The 9,300gt World Explorer, under construction at Portugal's WestSea Viana Shipyard, is set for a November 2018 crossing from Lisbon to Rio de Janeiro. Quark Expeditions has chartered the ship for the 2018/19 and 2019/20 Antarctica seasons.

The rest of the year World Explorer will sail for another Mystic Invest company, Germany's Nicko Cruises, to places like the Arctic, Norwegian Fjords and Mediterranean.

Ferreira hopes Quark will extend beyond its two-season charter but he's had inquiries from several companies for Antarctica and other destinations.

Another Mystic Invest division, DouroAzul, is the largest Douro River operator with 16 vessels and 500 crew sailing for companies like AmaWaterways, Avalon, Jules Verne, Riviera, Scenic, Uniworld and Viking. Four more newbuilds are coming by 2019.

Ferreira builds them at WestSea in Viana de Castelo—where World Explorer is under construction and he and the Portuguese navy are the top two customers—and at Navalria in Aveiro. Both yards are part of the Martifer Group.

Nicko Cruises, which Mystic Invest acquired in its insolvency in 2015, fields another 20 river vessels around the world, from the Danube, Rhine and Elbe to the Yangtze, Mekong and Nile. Ferreira installed new management in Stuttgart, led by Guido Laukamp, a Viking River veteran, and Nicko is expanding with one newbuild each on the Danube and Rhine.

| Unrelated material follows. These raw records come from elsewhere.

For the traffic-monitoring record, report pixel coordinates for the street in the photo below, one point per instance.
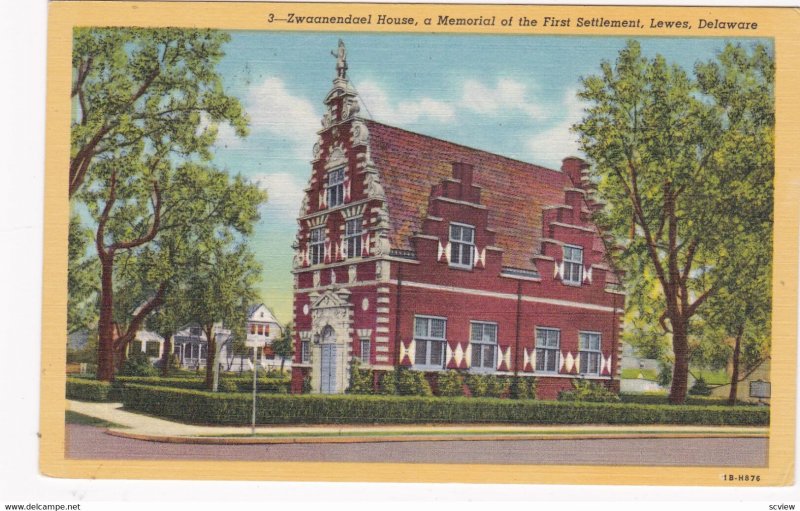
(88, 442)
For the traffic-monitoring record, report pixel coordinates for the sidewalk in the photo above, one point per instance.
(144, 427)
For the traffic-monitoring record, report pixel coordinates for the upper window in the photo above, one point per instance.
(590, 352)
(352, 237)
(429, 338)
(335, 187)
(573, 264)
(462, 245)
(317, 245)
(548, 341)
(483, 338)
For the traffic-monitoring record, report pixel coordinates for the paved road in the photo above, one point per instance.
(89, 442)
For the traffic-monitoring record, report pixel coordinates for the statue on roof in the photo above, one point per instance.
(341, 60)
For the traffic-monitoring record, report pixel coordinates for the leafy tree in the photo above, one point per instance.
(221, 288)
(283, 346)
(82, 282)
(133, 88)
(664, 152)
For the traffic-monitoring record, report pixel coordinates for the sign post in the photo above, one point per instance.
(255, 344)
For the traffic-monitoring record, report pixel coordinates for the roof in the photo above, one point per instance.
(513, 191)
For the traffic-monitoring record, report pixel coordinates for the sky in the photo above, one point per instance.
(514, 96)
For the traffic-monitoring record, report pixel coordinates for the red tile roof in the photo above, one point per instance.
(514, 191)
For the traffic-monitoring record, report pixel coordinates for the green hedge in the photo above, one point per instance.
(210, 408)
(663, 399)
(84, 389)
(241, 383)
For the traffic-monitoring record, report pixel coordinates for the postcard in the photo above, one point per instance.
(421, 242)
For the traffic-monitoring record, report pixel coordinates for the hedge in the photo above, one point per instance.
(242, 383)
(84, 389)
(218, 408)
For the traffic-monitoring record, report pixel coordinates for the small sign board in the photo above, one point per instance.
(760, 389)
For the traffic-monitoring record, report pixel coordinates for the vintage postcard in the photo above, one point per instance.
(420, 242)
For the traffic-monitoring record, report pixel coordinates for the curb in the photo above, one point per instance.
(413, 438)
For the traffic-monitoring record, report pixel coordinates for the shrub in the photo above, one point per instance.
(700, 388)
(84, 389)
(214, 408)
(138, 364)
(450, 384)
(412, 383)
(589, 392)
(360, 379)
(522, 387)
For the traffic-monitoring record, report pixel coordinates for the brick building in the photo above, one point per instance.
(413, 251)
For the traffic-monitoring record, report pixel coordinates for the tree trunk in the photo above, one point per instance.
(105, 324)
(737, 348)
(211, 355)
(166, 357)
(680, 373)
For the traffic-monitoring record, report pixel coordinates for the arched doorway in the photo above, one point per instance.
(328, 361)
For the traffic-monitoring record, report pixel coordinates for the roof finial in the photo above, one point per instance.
(341, 60)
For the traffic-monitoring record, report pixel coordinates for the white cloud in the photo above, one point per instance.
(404, 112)
(275, 110)
(284, 193)
(506, 95)
(551, 146)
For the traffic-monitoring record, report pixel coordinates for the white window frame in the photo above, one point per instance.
(546, 352)
(317, 246)
(364, 354)
(458, 246)
(478, 346)
(352, 238)
(587, 352)
(335, 189)
(571, 266)
(429, 339)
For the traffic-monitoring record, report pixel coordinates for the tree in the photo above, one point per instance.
(82, 282)
(661, 145)
(135, 87)
(283, 346)
(221, 288)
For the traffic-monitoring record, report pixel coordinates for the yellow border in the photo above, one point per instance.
(778, 23)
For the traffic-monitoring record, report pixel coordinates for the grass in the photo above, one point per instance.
(85, 420)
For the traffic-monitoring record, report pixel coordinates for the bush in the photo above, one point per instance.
(214, 408)
(412, 383)
(360, 379)
(450, 384)
(84, 389)
(588, 392)
(522, 388)
(138, 364)
(700, 388)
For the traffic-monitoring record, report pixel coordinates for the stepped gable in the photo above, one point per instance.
(513, 191)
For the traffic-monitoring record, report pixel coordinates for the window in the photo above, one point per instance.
(548, 341)
(352, 237)
(589, 352)
(365, 351)
(573, 264)
(462, 245)
(429, 336)
(335, 187)
(483, 338)
(317, 245)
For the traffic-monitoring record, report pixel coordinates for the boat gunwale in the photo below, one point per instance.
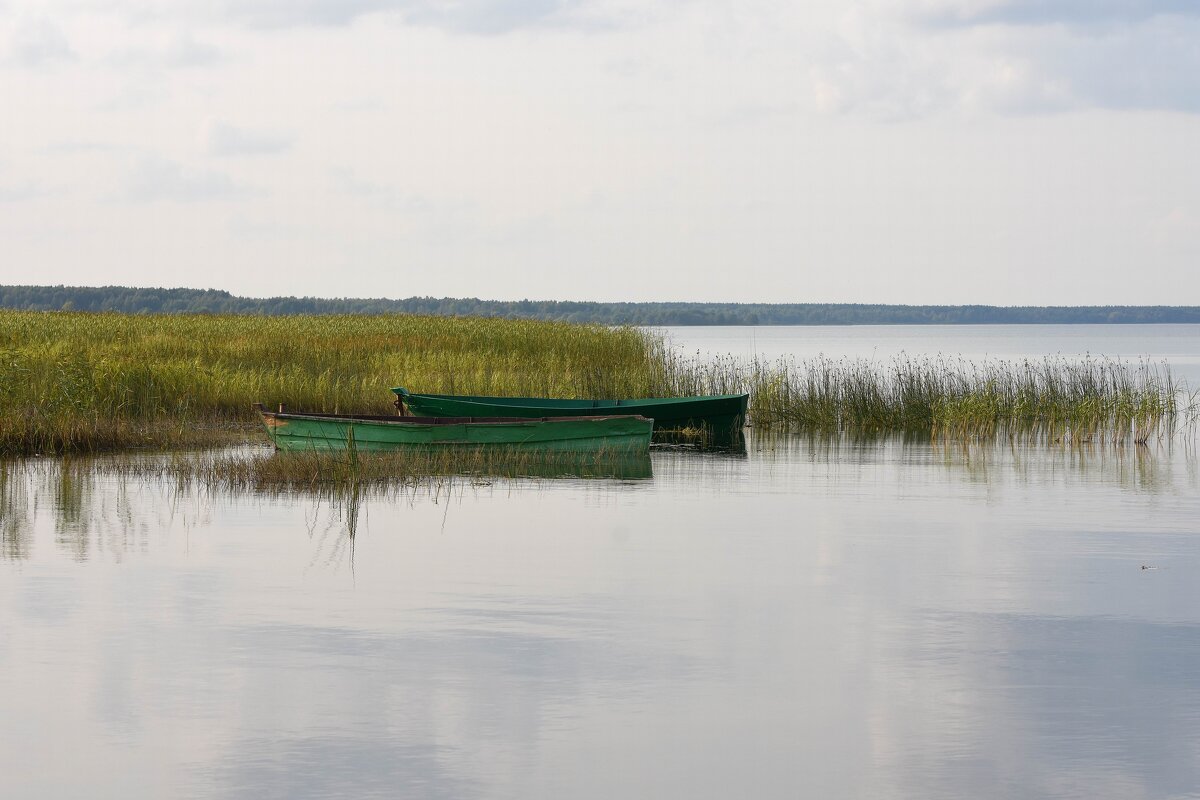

'I'm very happy. The company's doing very well,' Ferreira said. 'Bookings are going up and up and up.'

When the new World Explorer and any future expedition ships are not on charter they'll sail for Nicko, targeting Germans with departures from ports like Hamburg and Kiel. Per diems are expected in the €450 to €500 range.

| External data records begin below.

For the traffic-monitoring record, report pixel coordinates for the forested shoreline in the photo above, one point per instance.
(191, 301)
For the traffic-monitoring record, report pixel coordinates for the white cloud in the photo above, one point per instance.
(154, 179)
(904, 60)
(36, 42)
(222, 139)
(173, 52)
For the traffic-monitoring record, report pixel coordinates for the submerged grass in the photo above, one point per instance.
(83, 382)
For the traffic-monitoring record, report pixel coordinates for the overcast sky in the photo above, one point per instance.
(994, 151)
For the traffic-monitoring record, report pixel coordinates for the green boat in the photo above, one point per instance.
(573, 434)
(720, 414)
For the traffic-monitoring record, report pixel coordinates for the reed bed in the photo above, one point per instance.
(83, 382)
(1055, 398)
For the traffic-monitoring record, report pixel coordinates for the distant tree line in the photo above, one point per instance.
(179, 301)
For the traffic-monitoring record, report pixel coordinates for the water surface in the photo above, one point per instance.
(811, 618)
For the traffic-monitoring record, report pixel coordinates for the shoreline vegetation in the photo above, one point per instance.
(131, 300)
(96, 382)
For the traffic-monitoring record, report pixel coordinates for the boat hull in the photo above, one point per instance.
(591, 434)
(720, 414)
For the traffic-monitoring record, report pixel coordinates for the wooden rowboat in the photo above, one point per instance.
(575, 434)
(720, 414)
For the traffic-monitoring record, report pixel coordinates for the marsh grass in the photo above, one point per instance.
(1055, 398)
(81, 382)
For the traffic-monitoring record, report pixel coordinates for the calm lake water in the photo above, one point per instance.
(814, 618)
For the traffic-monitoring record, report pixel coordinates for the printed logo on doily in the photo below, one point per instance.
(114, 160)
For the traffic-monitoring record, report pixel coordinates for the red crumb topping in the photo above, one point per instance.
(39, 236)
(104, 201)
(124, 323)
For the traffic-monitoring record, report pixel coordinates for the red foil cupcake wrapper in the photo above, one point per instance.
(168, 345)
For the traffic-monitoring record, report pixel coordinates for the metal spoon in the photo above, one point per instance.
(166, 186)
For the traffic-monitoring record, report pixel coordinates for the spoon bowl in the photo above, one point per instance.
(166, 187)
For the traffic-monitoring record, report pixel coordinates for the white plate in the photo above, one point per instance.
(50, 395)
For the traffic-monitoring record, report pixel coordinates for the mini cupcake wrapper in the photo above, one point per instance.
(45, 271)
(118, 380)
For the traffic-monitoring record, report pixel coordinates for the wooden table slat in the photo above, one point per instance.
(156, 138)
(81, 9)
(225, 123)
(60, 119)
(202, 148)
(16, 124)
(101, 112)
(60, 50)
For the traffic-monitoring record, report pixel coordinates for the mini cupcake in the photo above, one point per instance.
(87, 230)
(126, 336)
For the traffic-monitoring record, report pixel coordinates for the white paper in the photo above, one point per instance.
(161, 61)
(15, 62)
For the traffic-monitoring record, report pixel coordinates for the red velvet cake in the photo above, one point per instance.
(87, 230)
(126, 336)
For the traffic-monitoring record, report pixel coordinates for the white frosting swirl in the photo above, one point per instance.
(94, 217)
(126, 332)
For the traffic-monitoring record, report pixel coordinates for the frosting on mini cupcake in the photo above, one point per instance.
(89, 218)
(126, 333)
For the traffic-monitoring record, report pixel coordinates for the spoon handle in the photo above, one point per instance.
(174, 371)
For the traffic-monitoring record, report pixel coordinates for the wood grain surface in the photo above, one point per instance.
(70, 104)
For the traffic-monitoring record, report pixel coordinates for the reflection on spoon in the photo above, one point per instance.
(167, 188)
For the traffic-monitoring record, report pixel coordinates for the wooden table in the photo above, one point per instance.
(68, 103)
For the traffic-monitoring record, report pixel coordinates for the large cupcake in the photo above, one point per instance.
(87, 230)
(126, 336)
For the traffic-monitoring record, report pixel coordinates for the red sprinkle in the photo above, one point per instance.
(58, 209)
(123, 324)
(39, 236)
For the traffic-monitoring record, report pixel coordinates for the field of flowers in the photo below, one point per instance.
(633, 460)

Before landing on this concept, Ferreira poured several years into planning a vessel for the upper Amazon that would spend part of the year in Antarctica. Instead, what Mystic Cruises is doing will be 'much more interesting,' he said.

Branching out into the oceans wasn't driven by Quark's need, but his own ambition.

'The Douro cannot grow much more. We are almost at the limit due to the infrastructure of docks and locks,' Ferreira said.

Some 210 kilometers are navigable, all the way to Spain, so round-trips from Porto span 420 kilometers. But there are five locks that handle just one vessel at a time and navigation is permitted in daylight only. With 80 day cruise vessels and 22 hotel ships in service, the Douro is busy.

In expanding to the oceans, Ferreira is coming full circle. He began his career with Cunard, working in a variety of hotel positions and sailing the world on Vistafjord. Returning home to Porto, he bought a day cruise vessel on the Douro, then a historic chateau he turned into a hotel and winery. Next he converted a vessel into a 40-room hotel ship.

His business went international when he converted a vessel for Uniworld founder Serba Illich, a project Ferreira worked on with Uniworld operations chief Rudi Schreiner, who went on to co-found AmaWaterways.